LLP Agreement

The Limited Liability Partnership (LLP) Agreement, comparable to the Memorandum of Association and Articles of Association for a private limited business, is the charter of a Limited Liability Partnership company. It specifies the scope and extent of the LLP’s operations, as well as the partners’ rights, responsibilities, and obligations. It’s simple to change the agreement. All you have to do now is adopt a resolution approving the LLP agreement amendment. Within 30 days of the agreement’s revision, the second step is to file Form 3 with the Registrar.

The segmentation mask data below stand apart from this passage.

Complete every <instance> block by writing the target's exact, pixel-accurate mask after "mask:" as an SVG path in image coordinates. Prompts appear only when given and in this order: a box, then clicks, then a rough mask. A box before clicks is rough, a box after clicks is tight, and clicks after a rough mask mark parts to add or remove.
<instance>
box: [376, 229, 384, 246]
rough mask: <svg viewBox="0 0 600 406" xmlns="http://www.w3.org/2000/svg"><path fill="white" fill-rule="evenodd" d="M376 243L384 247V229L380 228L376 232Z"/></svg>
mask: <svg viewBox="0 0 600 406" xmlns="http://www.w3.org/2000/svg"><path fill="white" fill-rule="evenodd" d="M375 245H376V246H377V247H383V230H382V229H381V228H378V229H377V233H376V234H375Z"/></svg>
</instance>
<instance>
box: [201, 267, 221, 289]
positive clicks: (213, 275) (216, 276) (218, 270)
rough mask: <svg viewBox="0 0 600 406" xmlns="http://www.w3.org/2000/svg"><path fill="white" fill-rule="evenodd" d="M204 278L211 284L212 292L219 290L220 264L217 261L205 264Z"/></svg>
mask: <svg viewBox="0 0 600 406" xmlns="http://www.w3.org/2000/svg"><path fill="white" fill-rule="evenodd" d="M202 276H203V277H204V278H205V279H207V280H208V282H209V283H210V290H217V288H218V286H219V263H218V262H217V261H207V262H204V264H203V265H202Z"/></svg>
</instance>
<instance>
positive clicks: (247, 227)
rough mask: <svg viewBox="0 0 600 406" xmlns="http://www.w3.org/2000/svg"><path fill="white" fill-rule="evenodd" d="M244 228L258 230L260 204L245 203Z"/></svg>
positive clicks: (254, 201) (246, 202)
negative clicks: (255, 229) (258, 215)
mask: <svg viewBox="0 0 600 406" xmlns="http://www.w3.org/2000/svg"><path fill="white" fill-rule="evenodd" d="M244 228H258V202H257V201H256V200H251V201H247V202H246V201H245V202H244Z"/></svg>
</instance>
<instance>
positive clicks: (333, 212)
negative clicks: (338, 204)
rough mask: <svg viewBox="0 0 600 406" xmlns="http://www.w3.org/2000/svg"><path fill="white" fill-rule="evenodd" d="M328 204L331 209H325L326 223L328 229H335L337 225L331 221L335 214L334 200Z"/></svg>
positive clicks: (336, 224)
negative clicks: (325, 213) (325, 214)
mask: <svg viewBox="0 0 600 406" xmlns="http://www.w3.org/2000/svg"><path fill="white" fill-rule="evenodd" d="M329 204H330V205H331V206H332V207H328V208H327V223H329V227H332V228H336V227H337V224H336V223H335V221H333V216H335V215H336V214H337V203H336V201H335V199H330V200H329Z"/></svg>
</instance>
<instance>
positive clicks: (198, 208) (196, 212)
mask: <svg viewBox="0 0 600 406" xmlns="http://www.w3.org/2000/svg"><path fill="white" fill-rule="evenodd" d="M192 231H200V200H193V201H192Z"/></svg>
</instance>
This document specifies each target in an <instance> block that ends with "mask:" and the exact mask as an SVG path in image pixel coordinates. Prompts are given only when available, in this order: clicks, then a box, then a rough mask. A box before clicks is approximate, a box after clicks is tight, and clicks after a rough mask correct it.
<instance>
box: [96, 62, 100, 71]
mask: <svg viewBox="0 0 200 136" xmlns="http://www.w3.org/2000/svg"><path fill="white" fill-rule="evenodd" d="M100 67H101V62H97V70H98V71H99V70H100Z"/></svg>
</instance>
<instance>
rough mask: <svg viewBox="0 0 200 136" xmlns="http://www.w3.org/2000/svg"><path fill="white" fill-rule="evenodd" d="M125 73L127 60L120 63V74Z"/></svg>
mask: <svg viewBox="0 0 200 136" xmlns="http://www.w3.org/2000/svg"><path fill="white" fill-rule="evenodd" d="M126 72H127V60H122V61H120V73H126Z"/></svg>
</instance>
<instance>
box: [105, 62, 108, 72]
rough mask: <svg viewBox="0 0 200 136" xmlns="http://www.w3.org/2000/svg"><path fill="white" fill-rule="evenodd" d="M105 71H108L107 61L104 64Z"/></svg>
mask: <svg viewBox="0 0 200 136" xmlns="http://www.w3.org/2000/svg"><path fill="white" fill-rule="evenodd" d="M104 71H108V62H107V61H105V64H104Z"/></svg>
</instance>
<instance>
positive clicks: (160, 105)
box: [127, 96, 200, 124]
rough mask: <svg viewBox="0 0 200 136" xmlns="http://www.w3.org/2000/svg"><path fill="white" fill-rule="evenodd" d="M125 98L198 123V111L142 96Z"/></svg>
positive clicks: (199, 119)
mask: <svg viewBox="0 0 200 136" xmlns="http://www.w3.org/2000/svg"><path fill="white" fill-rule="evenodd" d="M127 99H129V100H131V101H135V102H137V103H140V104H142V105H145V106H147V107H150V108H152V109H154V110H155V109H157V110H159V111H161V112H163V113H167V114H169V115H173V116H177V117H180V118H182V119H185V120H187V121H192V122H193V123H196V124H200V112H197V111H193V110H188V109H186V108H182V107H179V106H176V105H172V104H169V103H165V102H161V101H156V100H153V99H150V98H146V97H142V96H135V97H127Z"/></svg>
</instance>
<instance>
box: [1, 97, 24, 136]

Register a Company in 3 Easy Steps

Step 1

The partners must convene to pass a resolution approving the revisions to the draught LLP agreement that are required. This could be, for example, a shift in capital contribution

Step 2

Form-3 must be filed with the Registrar within 30 days after the resolution's passage.
3. The following information must be included on Form 3:
1. The date on which the LLP agreement was modified
2. The reason for the change in the LLP agreement sample – if it's because of:
a. A shift in a partner's personality (s)
a. A shift in business operations
c. Any change in a partner's
contribution and profit-sharing % d. Any other changes in the area of- Partners' responsibilities and rights Restrictions put on any or all of the partners' authority
The LLP's administration and management
a. The technique for convening and holding meetings;
b. Acts that require the consent of all or a defined number of partners. The indemnity clause's content
a. The associates' b. Acceptance c. Resignation d.Cessation e.Resignation and Termination Disputes and their settlement in relation to
a. The associates b. The LLP and the partner Winding down on one's own accord The LLP's duration
3. The business's potential actions after the change
4. The modification in the LLP agreement model has resulted in a division of industrial activities.
5. The contribution and profit-sharing percentages of the partners after the LLP agreement was changed.

Step 3

form 4 must be submitted to the Registrar (along with the Form-3), If the LLP agreement format changes as a result of a change in a partner(s) or designated partner (s). In the event of a partner's or designated partner's appointment, termination, or change in designation/name/address (s).

Document Required

Form 3 must be accompanied by the following documents.

  • LLP Agreement (Original)
  • LLP agreement that has been modified
  • Deed of Supplementation
  • The LLP Partners pass a resolution addressing the adjustments to be made at a meeting.
  • Any additional papers or documents that are necessary as proof

Form 4 must be accompanied by the following documents.

  • Each of the partners’ consents
  • Affidavit or other evidence of a name change
  • Evidence of abstinence
  • If one of the partners is a corporation, a copy of the resolution in this regard must be provided.
  • Copy of authorization/resolution stating the name and address of the individual(s) named as the partner/representative of the Partner/nominee.